Although only a fraction of the requirements was analyzed, we have discovered several violations of the requirements. In particular, we found a large segment of code that was supposed to be executed in every minor frame, but was only visited once per major frame. This immediately made several of the requirements, including requirement 8, fail. The problem was traced to a misplaced parenthesis in the kernel pseudocode.
After the parenthesis problem had been fixed, we performed verification of failed requirements again. Verification of requirement 8 still failed. We discovered that, although each of the operations prescribed by the requirement was performed in each minor frame, the order of the operations was different. According to the pseudocode, the node delivered data prepared in the previous frame at the beginning of the next frame. Therefore, voting and delivery of data were separated by a minor frame boundary contrary to the requirement.
Another requirement that failed during analysis stated that fault isolation should be performed in each minor frame. This was discovered by a simple tester process that expected strict alternation of minor frame boundary signals and calls to a recovery function. It turned out that these two requirements had been modified in the course of the RMS design. Subsequently, designers of the FTE made the necessary changes directly to the code. The pseudocode, however, has never been updated, and did not comply with the new requirements.

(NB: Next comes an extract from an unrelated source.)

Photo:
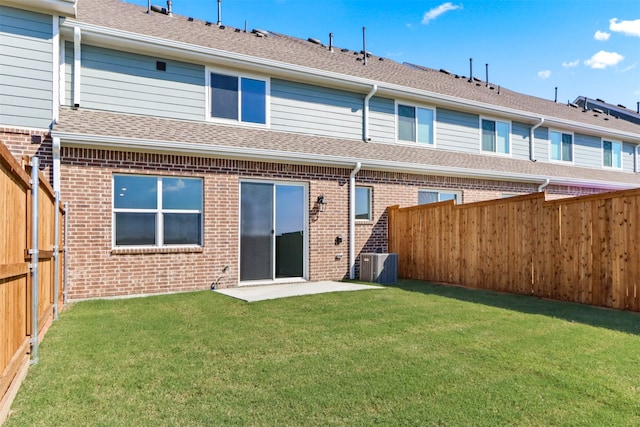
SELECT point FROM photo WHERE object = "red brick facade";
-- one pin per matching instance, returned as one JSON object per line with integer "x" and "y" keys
{"x": 98, "y": 270}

Requirement 4 (exclusion of a faulty node) is the only global property that we were able to analyze so far. We introduced faults into voter of node 2 and into CCDL channel from node 0 to node 2. For all types of faults we modeled, we observed events reset [2] , exclude[0] [2] , and exclude[1] [2] . That is, the faulty node was reset and the two good nodes performed exclusion as required. In all cases, exclusion was achieved within one major frame. The summary of experimental results for several of the faults is presented in Table 1 . The specification contains 3 FTE control processes, 3 timer processes, 9 CCDL control processes, and 1 observer process, as well as 36 3-bit integer and 189 boolean variables. The large number of concurrent processes makes representation of a global state in the LTS more complex. This explains high memory requirements and verification time. Reduced size of the LTS in some of the experiments is caused by a fast reset of the faulty node.

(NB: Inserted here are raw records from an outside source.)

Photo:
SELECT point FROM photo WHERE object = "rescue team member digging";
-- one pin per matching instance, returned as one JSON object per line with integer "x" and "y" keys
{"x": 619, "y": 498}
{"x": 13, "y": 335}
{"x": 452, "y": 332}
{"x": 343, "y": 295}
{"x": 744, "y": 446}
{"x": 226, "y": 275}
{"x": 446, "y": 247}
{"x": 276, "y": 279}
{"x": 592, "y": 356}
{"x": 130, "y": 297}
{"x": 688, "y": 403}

Conclusions and Future Work
We were quite surprised to discover errors in the RMS specification. The fact that preliminary RMS X-33 implementation had been successfully delivered allowed us to assume that most problems had been discovered during the design stage. None of the errors uncovered during this effort was present in the actual implementation of RMS and, to the best of our knowledge, the current RMS implementation complies with all the requirements. The source of all errors is the discrepancy between the pseudocode and the actual code. This discrepancy may have an impact if the FTE pseudocode is used later for maintenance or modification of the RMS.

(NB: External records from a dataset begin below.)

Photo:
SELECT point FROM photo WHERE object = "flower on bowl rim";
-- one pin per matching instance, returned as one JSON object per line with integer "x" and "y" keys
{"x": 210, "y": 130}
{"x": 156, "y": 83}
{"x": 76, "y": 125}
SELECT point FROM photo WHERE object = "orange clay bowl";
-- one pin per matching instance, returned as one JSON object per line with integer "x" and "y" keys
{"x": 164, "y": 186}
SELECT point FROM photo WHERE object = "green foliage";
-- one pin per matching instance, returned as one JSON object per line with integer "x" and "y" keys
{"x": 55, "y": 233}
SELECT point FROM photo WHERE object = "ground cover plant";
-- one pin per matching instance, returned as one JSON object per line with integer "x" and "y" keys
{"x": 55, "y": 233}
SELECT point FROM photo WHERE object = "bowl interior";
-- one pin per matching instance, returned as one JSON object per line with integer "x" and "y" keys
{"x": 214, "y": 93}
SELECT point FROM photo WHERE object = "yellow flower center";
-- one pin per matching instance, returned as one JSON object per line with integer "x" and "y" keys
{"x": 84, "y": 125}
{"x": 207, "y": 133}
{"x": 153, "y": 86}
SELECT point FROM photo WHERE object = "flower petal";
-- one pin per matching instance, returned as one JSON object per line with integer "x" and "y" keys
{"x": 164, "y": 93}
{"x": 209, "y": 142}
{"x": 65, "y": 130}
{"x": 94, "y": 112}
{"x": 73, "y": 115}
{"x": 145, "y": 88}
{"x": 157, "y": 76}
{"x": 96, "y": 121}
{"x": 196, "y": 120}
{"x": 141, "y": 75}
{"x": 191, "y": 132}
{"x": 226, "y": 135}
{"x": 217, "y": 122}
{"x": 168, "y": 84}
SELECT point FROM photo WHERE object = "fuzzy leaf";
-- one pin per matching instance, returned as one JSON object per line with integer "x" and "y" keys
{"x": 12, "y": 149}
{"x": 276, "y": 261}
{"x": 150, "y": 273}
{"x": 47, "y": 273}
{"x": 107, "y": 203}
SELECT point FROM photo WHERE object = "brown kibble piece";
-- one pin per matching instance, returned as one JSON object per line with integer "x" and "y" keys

The translation of the pseudocode into a set of ACSR processes was conducted by hand. We found this to be a lengthy and error-prone process. In fact, majority of discovered errors turned out to be introduced during translation. While translation by hand may be unavoidable with informal design notations like pseudocode, it is very desirable to develop automatic or semi-automatic translations for more rigorous design notations, for example UML [4] . Efforts to verify the RMS specification are still under way. We keep refining abstractions used in propertydependent specifications in order to come up with smaller specifications that can be processed with the available hardware.